Pengakuan bos PD Dharma Jaya, anak buahnya dimaki saat supplier tagih utang



BERITA TERDEPANPD Dharma Jaya menjadi salah satu BUMD terbesar yang dimiliki Pemprov DKI. BUMD ini bergerak di bidang penampungan pemotongan hewan. Namun beberapa hari ini BUMD bidang Pangan ini sedang bergejolak.

Dirut PD Dharma Jaya Marina Ratna Dwi Kusumajati membongkar perusahan yang dipimpinnya kehabisan dana kewajiban pelayanan publik (public service obligation/PSO) senilai Rp 41 miliar pada November 2017 tak kunjung cair.
Bahkan beberapa hari yang lalu, Marina bercerita karena PSO tidak kujung dicairkan, dia harus mengutang ke pengusaha pemasok ayam sekitar Rp 80 miliar. Akibat dari ini, salah satu pagawainya sampai ditangih beberapa kali oleh pengusaha ayam tersebut untuk segera melunasi utang tersebut.
Salah satu pegawai PD Dharma Jaya mencerita asal mula penangih utang tersebut, dia mengatakan terkena 'semprot' dari vendor tersebut karena tak kunjung dibayar.
Dia menjelaskan kenapa sampai saat itu, Dharma Jaya tidak membayar utang tersebut, saat ini dia berkata karena PD Dharma Jaya tidak lagi ada uang untuk melunasi.

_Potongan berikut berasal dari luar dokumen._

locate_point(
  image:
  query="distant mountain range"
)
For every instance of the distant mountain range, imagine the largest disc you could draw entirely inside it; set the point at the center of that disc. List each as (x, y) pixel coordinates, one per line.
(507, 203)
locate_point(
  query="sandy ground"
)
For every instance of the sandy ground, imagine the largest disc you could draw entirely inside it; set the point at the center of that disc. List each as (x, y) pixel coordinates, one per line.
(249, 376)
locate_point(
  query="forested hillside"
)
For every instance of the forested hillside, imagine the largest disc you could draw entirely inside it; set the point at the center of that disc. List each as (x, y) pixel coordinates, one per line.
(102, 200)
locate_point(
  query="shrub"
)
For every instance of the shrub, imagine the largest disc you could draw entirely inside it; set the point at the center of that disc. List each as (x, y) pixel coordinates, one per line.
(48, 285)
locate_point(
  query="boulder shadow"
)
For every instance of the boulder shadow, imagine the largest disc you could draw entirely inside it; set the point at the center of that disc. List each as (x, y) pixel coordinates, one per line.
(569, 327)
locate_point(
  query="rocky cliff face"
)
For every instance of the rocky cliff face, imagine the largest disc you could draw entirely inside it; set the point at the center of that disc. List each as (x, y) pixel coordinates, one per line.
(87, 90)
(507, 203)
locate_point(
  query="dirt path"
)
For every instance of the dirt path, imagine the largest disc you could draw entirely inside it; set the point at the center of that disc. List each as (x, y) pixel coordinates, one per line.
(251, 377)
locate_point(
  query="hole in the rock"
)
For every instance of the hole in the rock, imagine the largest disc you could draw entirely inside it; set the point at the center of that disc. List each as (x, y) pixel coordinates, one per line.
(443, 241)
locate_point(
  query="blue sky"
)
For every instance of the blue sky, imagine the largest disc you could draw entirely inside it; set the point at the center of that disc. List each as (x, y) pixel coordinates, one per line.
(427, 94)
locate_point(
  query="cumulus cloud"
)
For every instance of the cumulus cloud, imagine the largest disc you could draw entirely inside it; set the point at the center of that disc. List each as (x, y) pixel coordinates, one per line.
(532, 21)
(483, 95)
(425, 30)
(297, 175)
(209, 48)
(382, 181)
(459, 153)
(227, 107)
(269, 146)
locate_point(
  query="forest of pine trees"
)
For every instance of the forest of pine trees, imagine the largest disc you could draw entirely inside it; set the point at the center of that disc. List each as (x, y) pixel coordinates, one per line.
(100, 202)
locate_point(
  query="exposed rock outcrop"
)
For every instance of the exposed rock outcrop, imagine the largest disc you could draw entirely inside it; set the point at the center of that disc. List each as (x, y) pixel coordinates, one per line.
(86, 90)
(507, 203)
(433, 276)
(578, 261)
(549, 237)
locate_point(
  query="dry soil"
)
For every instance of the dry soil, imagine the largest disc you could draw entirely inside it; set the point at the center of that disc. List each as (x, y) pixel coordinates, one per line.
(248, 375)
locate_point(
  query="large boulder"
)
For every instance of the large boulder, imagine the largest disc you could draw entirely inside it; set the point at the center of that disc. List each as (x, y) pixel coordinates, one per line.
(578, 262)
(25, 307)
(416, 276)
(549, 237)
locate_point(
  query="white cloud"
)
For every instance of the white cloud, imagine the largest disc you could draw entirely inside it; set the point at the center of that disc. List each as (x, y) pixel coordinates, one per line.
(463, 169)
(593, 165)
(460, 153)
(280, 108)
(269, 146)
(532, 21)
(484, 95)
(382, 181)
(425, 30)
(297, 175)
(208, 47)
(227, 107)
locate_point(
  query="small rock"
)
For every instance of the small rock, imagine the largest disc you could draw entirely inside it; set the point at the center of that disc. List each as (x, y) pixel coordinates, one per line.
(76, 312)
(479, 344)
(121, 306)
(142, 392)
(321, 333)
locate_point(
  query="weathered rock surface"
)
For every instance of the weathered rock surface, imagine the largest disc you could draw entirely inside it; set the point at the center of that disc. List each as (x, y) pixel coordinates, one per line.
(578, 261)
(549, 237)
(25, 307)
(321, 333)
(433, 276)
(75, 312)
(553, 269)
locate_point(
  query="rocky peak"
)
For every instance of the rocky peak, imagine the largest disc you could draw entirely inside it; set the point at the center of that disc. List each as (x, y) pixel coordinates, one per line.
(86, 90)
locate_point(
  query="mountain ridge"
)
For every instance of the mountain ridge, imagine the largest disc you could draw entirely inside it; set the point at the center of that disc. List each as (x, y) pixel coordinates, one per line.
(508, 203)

"Saya bilang, ya emang saldo kita enggak ada. Belum cair. Dia sempet ngotot, pokoknya kita disuruh cari harus cair. Dia bilang dikejar-kejar juga supplier, saya kan bilang, saya cuma staf enggak bisa kasih keputusan," kata pegawai tersebut yang enggan disebutkan namanya, di Gedung PD Dharma Jaya, Jumat (16/3).
Dia mengatakan PD Dharma Jaya berutang kepada vendor tersebut mencapai sekitar Rp 1,5 miliar. Dia menjelaskan desakan untuk segera bayar karena vendor tersebut juga sedang membutuhkan uang untuk perputaran perusahaannya tersebut.
"Dia juga udah enggak ada duit lagi, saya kan sudah sesuai SOP. Saya bukan menunda pembayaran tapi enggak ada dana ya gimana," tutur dia.
Sebelumnya Direktur Utama PD Dharma Jaya Marina mengungkapkan dana PSO sejak November 2017 yang belum turum mencapai Rp 41 miliar. Ini yang membuat harus putar otak, bagaimana untuk memenuhi ketersediaan daging ayam.
"Pokoknya saya begini, saya berusaha keras cari sana-sini. Sekarang di sana nilainya sudah sampai Rp 80 Milyar. Orang mau 'ngutangin' juga limited (terbatas). Anak-anak sudah dimaki-maki sama supplier, sampai nangis-nangis," ujarnya.